In Zoo Sanctuary, there is a sense of observing from slightly above like it would have been in an ancient amphitheatre and the sight that greets is like watching participants in the kind of extreme Japanese TV show Clive James used to show. With shrill uncomfortable sounds piercing the dark space, three near naked bodies lie on a dirt covered floor. Tethered to enamel basins, they are capped and bandaged like big zombie babies.

They move through a filth of excess at times as if incapacitated becoming mesmerised by a virtual table setting.

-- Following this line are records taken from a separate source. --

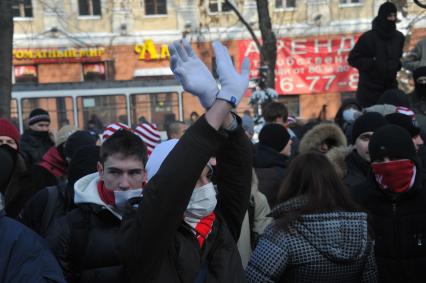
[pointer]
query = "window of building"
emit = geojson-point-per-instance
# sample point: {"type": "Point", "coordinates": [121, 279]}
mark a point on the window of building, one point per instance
{"type": "Point", "coordinates": [349, 2]}
{"type": "Point", "coordinates": [155, 7]}
{"type": "Point", "coordinates": [218, 6]}
{"type": "Point", "coordinates": [89, 7]}
{"type": "Point", "coordinates": [25, 74]}
{"type": "Point", "coordinates": [22, 9]}
{"type": "Point", "coordinates": [285, 4]}
{"type": "Point", "coordinates": [94, 72]}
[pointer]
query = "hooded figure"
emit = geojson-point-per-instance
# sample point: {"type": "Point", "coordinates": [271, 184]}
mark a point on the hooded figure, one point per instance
{"type": "Point", "coordinates": [36, 140]}
{"type": "Point", "coordinates": [318, 234]}
{"type": "Point", "coordinates": [418, 97]}
{"type": "Point", "coordinates": [394, 197]}
{"type": "Point", "coordinates": [19, 187]}
{"type": "Point", "coordinates": [377, 55]}
{"type": "Point", "coordinates": [270, 159]}
{"type": "Point", "coordinates": [328, 139]}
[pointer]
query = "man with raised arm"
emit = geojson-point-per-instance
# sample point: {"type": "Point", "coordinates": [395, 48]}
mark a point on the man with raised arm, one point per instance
{"type": "Point", "coordinates": [183, 229]}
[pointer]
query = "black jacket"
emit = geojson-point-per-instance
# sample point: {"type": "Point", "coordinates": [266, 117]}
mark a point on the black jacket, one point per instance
{"type": "Point", "coordinates": [357, 170]}
{"type": "Point", "coordinates": [33, 145]}
{"type": "Point", "coordinates": [376, 55]}
{"type": "Point", "coordinates": [157, 246]}
{"type": "Point", "coordinates": [399, 227]}
{"type": "Point", "coordinates": [24, 257]}
{"type": "Point", "coordinates": [85, 242]}
{"type": "Point", "coordinates": [269, 166]}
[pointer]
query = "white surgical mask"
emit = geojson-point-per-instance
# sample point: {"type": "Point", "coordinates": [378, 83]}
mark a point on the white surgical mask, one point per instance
{"type": "Point", "coordinates": [350, 115]}
{"type": "Point", "coordinates": [202, 203]}
{"type": "Point", "coordinates": [122, 197]}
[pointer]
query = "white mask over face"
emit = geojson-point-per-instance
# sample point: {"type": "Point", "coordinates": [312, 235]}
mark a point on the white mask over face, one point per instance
{"type": "Point", "coordinates": [350, 115]}
{"type": "Point", "coordinates": [202, 203]}
{"type": "Point", "coordinates": [122, 197]}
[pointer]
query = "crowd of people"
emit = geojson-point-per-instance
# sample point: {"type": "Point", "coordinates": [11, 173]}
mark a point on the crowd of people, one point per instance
{"type": "Point", "coordinates": [322, 201]}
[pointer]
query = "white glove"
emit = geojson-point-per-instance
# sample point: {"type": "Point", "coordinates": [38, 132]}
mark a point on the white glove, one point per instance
{"type": "Point", "coordinates": [233, 85]}
{"type": "Point", "coordinates": [192, 74]}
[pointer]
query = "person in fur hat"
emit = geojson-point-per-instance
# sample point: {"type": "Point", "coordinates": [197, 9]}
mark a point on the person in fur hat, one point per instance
{"type": "Point", "coordinates": [377, 55]}
{"type": "Point", "coordinates": [328, 139]}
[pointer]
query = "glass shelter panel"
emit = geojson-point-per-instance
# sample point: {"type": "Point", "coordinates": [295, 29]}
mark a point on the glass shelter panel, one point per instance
{"type": "Point", "coordinates": [60, 110]}
{"type": "Point", "coordinates": [157, 108]}
{"type": "Point", "coordinates": [96, 112]}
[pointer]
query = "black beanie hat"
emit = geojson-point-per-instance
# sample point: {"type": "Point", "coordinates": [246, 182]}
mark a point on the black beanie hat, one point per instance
{"type": "Point", "coordinates": [391, 141]}
{"type": "Point", "coordinates": [405, 122]}
{"type": "Point", "coordinates": [84, 162]}
{"type": "Point", "coordinates": [386, 8]}
{"type": "Point", "coordinates": [368, 122]}
{"type": "Point", "coordinates": [395, 97]}
{"type": "Point", "coordinates": [275, 136]}
{"type": "Point", "coordinates": [78, 140]}
{"type": "Point", "coordinates": [38, 115]}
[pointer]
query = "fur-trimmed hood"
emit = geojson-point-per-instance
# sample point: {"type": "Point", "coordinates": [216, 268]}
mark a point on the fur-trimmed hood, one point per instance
{"type": "Point", "coordinates": [315, 136]}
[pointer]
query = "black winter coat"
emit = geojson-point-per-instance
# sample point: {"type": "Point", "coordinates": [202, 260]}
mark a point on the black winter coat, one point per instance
{"type": "Point", "coordinates": [157, 246]}
{"type": "Point", "coordinates": [357, 170]}
{"type": "Point", "coordinates": [399, 227]}
{"type": "Point", "coordinates": [33, 145]}
{"type": "Point", "coordinates": [269, 166]}
{"type": "Point", "coordinates": [24, 256]}
{"type": "Point", "coordinates": [377, 57]}
{"type": "Point", "coordinates": [85, 242]}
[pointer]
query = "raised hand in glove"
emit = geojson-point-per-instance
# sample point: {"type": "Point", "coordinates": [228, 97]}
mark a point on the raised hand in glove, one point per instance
{"type": "Point", "coordinates": [192, 74]}
{"type": "Point", "coordinates": [233, 84]}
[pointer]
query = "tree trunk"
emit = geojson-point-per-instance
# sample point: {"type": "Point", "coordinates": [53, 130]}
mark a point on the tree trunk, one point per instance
{"type": "Point", "coordinates": [269, 44]}
{"type": "Point", "coordinates": [6, 40]}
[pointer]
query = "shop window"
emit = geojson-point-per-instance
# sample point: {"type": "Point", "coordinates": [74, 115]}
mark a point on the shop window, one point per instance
{"type": "Point", "coordinates": [292, 103]}
{"type": "Point", "coordinates": [218, 6]}
{"type": "Point", "coordinates": [348, 2]}
{"type": "Point", "coordinates": [89, 7]}
{"type": "Point", "coordinates": [25, 74]}
{"type": "Point", "coordinates": [22, 9]}
{"type": "Point", "coordinates": [285, 4]}
{"type": "Point", "coordinates": [94, 72]}
{"type": "Point", "coordinates": [60, 110]}
{"type": "Point", "coordinates": [96, 112]}
{"type": "Point", "coordinates": [158, 108]}
{"type": "Point", "coordinates": [155, 7]}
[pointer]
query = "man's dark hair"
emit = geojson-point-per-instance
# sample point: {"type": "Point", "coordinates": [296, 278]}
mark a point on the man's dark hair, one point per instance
{"type": "Point", "coordinates": [173, 128]}
{"type": "Point", "coordinates": [274, 110]}
{"type": "Point", "coordinates": [125, 143]}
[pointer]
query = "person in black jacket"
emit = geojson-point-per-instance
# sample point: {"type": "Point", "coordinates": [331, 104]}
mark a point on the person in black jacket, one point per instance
{"type": "Point", "coordinates": [271, 159]}
{"type": "Point", "coordinates": [24, 257]}
{"type": "Point", "coordinates": [182, 234]}
{"type": "Point", "coordinates": [85, 239]}
{"type": "Point", "coordinates": [395, 198]}
{"type": "Point", "coordinates": [358, 160]}
{"type": "Point", "coordinates": [36, 140]}
{"type": "Point", "coordinates": [377, 55]}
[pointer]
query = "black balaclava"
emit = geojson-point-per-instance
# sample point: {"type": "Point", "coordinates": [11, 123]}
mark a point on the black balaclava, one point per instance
{"type": "Point", "coordinates": [420, 88]}
{"type": "Point", "coordinates": [381, 24]}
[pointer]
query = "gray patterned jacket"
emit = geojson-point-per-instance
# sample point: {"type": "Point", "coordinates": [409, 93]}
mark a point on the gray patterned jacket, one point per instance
{"type": "Point", "coordinates": [324, 247]}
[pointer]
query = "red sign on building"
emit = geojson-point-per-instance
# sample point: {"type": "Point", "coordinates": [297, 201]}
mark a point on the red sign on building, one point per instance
{"type": "Point", "coordinates": [308, 65]}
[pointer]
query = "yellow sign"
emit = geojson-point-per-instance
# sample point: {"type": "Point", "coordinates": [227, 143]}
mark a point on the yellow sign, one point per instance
{"type": "Point", "coordinates": [22, 54]}
{"type": "Point", "coordinates": [149, 48]}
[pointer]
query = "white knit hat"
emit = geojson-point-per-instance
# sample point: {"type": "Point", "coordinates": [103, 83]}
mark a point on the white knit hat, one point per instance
{"type": "Point", "coordinates": [157, 157]}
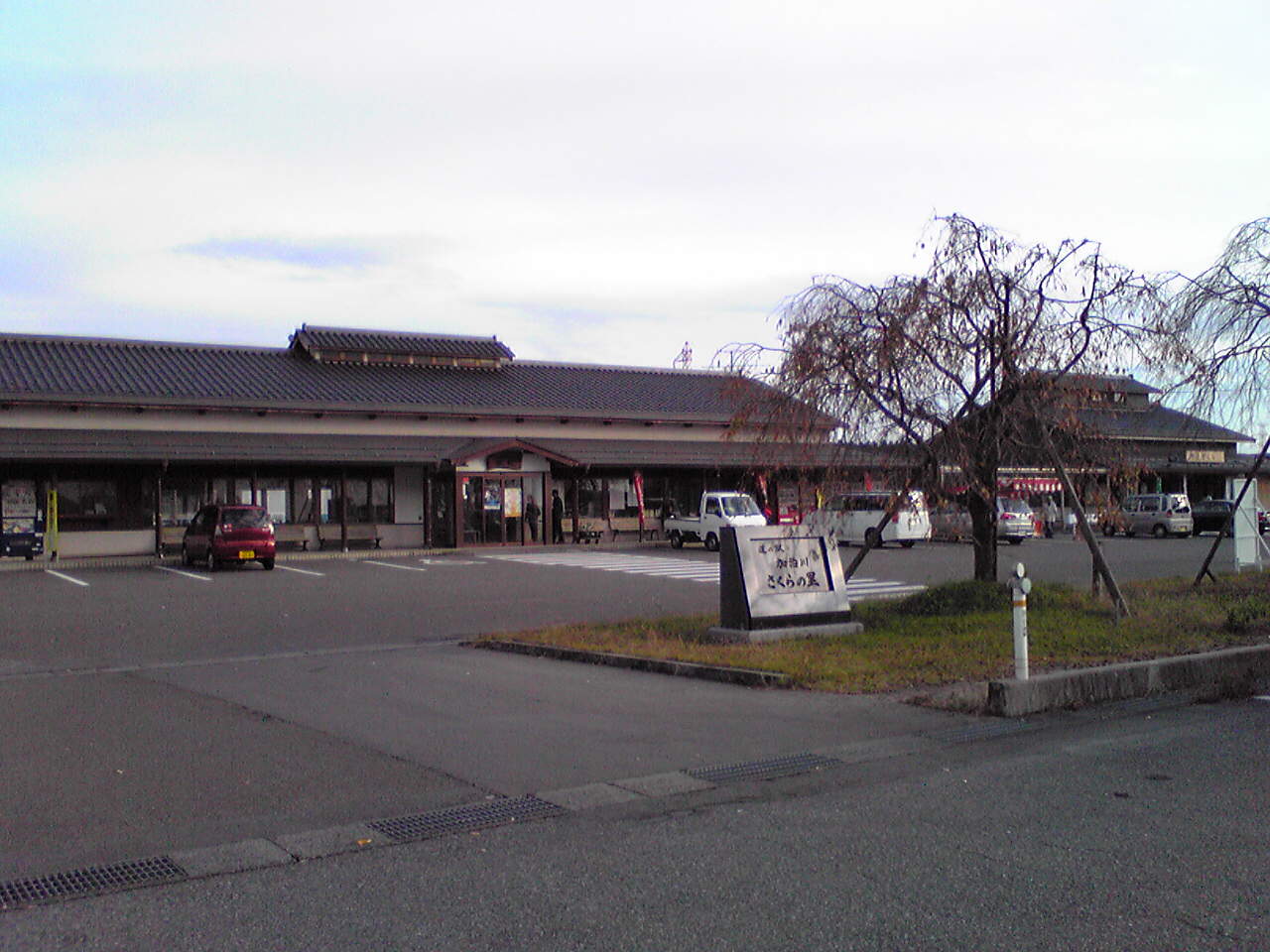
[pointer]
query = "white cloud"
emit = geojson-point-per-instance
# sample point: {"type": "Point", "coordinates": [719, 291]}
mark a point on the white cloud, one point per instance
{"type": "Point", "coordinates": [602, 180]}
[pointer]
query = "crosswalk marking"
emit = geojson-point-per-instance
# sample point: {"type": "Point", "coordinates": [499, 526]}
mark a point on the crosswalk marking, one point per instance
{"type": "Point", "coordinates": [668, 567]}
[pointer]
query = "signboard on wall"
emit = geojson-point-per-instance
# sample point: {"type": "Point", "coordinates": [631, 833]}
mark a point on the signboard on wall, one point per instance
{"type": "Point", "coordinates": [512, 502]}
{"type": "Point", "coordinates": [1206, 456]}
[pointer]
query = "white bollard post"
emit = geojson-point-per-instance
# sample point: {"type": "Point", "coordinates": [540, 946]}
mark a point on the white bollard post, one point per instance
{"type": "Point", "coordinates": [1020, 584]}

Things degenerate to a debauched mess and cornflakes raining from heaven is reminiscent of the Beatles’ song Come and Get it in the film The Magic Christian though the mess here is of pre- digested food!

This is cannibalistic and animalistic shifting from the extremes of ancient martyrs like a stuffed and sizzling St Sebastian to endoscopes showing the body’s food routes. In a mix of old and new, and with the use of dental mouth pieces there is some clinical expulsion like a modern vomitorium and some orgasmic reactions to a groaning table that’s accessed with manual gluttony and suffice to say that what has till now been an innocent sliced melon has now a completely new association!

To all this the trio that is Jennifer Swingler, Sacha Plaige and George Ramsay bring all their Ecole Jacques Lecoq training with refined or monstrous mannerisms and some brilliant comic clowning terrifically exemplified in the effete pasta duel. Clout has taken their considerable skills to extremes of grotesquery that at times make an extremely uncomfortable watch as they point up our weird relationship with our basic requirement from shortage to glut; from indulgence to deprivation, either self or imposed.

Ending with the messy Grow Fins from Captain Beefheart, Clout serves up a deliciously macabre spectacle.